De term ‘post’ is afgeleid van de organisatie voor keizerlijke berichtgeving in het Romeinse Rijk, de cursus publicus. De wisselplaatsen in dat verkeerssysteem waren de postia. Daaruit ontstond ‘post’: georganiseerd vervoer van personen, goederen en brieven per paard, via bekende hoofdwegen met daaraan wisselplaatsen. Op de wisselplaatsen bevonden zich logementen en stallen, waar veranderingen in de lading en het verloop van de reis geregistreerd werden, de paarden gewisseld konden worden, de reizigers konden rusten en eten, de wagen gerepareerd kon worden, reizigers konden op- en overstappen en lading werd op- of afgeladen.

De postmeesters van Osnabrück en Brandenburg kregen in 1664 van de schepenen en raden van Deventer toestemming om twee maal per week de stad Deventer aan te mogen doen voor passagiers en vracht. De route van de postwagens liep van Amsterdam – Naarden – Amersfoort – Voorthuysen naar Deventer en van daaraf verder naar Delden – Bentheim – Rheine – Ibbenbüren naar Osnabrück. Vanaf Osnabrück kon verder worden gereisd naar Hamburg.

Reistijden

De postlijndienst tussen Osnabrück en Deventer werd in 1664 aangekondigd met een pamflet, dat een reistijd van 24 uur tussen de twee steden verzekerde. Uit een aankondiging van de postroute van Amsterdam naar Hamburg viel op te maken dat het in de tweede helft van de 18de eeuw 16 uur kostte om de afstand tussen Naarden en Deventer af te leggen. Daarna kon men in 3 uur per trekschuit van Naarden naar Amsterdam.

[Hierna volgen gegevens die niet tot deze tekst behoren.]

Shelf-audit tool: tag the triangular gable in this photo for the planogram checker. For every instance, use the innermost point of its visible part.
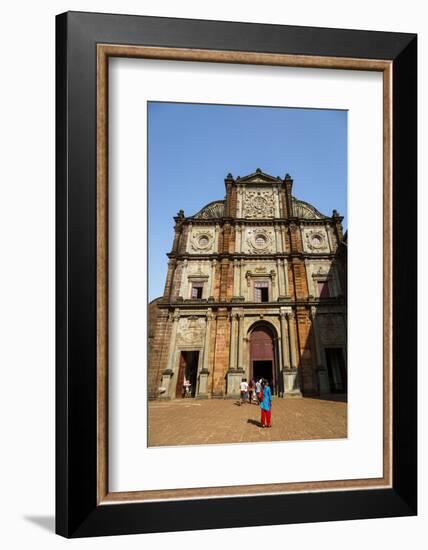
(258, 177)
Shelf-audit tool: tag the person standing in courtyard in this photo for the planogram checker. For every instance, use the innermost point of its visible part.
(258, 390)
(266, 405)
(244, 389)
(250, 391)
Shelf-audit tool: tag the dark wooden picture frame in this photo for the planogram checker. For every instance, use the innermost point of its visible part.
(84, 43)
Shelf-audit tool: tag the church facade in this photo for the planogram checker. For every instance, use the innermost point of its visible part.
(256, 287)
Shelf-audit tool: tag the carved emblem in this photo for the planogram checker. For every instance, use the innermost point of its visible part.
(316, 240)
(201, 241)
(259, 204)
(191, 331)
(260, 240)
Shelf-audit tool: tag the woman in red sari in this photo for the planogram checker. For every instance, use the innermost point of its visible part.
(266, 405)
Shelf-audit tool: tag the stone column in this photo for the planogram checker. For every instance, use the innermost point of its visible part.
(286, 284)
(235, 280)
(239, 209)
(217, 229)
(290, 372)
(277, 239)
(281, 282)
(167, 374)
(240, 340)
(241, 278)
(183, 285)
(237, 238)
(203, 375)
(293, 339)
(232, 359)
(234, 375)
(321, 368)
(284, 238)
(276, 196)
(189, 237)
(285, 340)
(213, 264)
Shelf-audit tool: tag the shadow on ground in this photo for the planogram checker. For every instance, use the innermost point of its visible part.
(254, 422)
(338, 397)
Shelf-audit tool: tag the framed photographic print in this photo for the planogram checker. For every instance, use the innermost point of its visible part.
(236, 274)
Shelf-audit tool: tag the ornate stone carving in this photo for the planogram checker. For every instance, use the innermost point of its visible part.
(201, 241)
(316, 240)
(259, 204)
(331, 328)
(191, 330)
(260, 240)
(305, 210)
(213, 210)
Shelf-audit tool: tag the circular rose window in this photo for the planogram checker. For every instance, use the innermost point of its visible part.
(317, 241)
(203, 241)
(260, 241)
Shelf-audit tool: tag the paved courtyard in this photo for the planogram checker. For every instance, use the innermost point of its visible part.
(199, 422)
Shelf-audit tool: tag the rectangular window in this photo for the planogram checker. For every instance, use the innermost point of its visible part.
(323, 289)
(197, 290)
(261, 291)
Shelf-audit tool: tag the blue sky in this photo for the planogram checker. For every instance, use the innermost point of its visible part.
(192, 147)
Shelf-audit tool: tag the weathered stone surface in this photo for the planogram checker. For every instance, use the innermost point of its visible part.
(259, 257)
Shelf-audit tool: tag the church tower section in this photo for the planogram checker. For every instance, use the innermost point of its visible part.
(255, 288)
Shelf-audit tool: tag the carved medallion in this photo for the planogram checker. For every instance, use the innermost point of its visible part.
(260, 240)
(259, 204)
(201, 241)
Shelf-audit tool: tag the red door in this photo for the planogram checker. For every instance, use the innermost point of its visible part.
(261, 345)
(180, 378)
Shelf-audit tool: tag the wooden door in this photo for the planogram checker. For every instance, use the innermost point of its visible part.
(180, 377)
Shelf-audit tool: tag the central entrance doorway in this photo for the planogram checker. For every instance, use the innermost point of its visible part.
(262, 354)
(263, 369)
(187, 374)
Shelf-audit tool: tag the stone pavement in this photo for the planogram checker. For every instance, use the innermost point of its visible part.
(201, 422)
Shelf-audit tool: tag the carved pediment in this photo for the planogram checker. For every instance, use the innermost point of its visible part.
(305, 210)
(211, 211)
(258, 177)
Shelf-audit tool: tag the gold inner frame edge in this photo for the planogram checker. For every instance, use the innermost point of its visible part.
(104, 51)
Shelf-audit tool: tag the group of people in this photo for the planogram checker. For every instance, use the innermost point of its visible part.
(258, 392)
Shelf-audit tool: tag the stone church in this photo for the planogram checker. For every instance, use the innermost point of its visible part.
(256, 287)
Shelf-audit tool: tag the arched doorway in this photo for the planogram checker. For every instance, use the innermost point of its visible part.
(263, 355)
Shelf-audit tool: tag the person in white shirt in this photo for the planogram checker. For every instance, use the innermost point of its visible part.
(244, 388)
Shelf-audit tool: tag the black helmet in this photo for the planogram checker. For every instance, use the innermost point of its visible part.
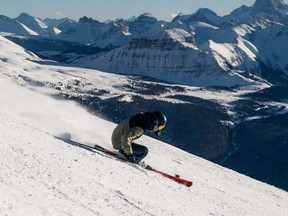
(160, 118)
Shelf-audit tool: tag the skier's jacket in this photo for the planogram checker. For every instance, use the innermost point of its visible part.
(131, 129)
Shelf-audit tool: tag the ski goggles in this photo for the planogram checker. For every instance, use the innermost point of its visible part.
(158, 127)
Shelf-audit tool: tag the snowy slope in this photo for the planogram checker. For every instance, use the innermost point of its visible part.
(41, 175)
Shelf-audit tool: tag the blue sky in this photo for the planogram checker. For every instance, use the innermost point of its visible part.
(111, 9)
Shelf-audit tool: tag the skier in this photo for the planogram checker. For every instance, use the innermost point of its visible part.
(133, 128)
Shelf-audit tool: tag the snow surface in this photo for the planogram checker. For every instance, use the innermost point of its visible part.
(42, 175)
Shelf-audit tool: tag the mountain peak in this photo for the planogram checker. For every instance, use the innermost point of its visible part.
(268, 6)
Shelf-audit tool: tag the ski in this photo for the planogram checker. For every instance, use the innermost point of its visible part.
(175, 178)
(114, 154)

De Steedewyzer uit ca. 1770 geeft een beeld van de reistijden te voet. Deze zijn uitgedrukt in uren gaans (lopen) of wel de afstand die ‘een gezond, frisch, en vol wassen voetganger’ in een uur kan afleggen. De afstand in uren gaans tussen Naarden en Deventer is ongeveer 16 uur. In 1770 is de looptijd tussen Amsterdam en Deventer ongeveer 20 uur. De reistijden te voet tussen Deventer en de Twentse steden zijn als volgt:

  • Deventer – Almelo 8 uur
  • Deventer – Enschede 11 uur
  • Deventer – Ootmarsum 12 uur
  • Deventer – Oldenzaal 12 uur

De 16 uur tussen Naarden en Deventer zijn uren lopen en weerspiegelen dus niet de tijd die men in totaal onderweg is. De meeste mensen zullen de afstand niet in één keer lopen, maar onderweg overnachten. Deze afstand zal dus in de praktijk in minimaal twee dagen worden afgelegd. Met de postkoets kon dus sneller gereisd worden.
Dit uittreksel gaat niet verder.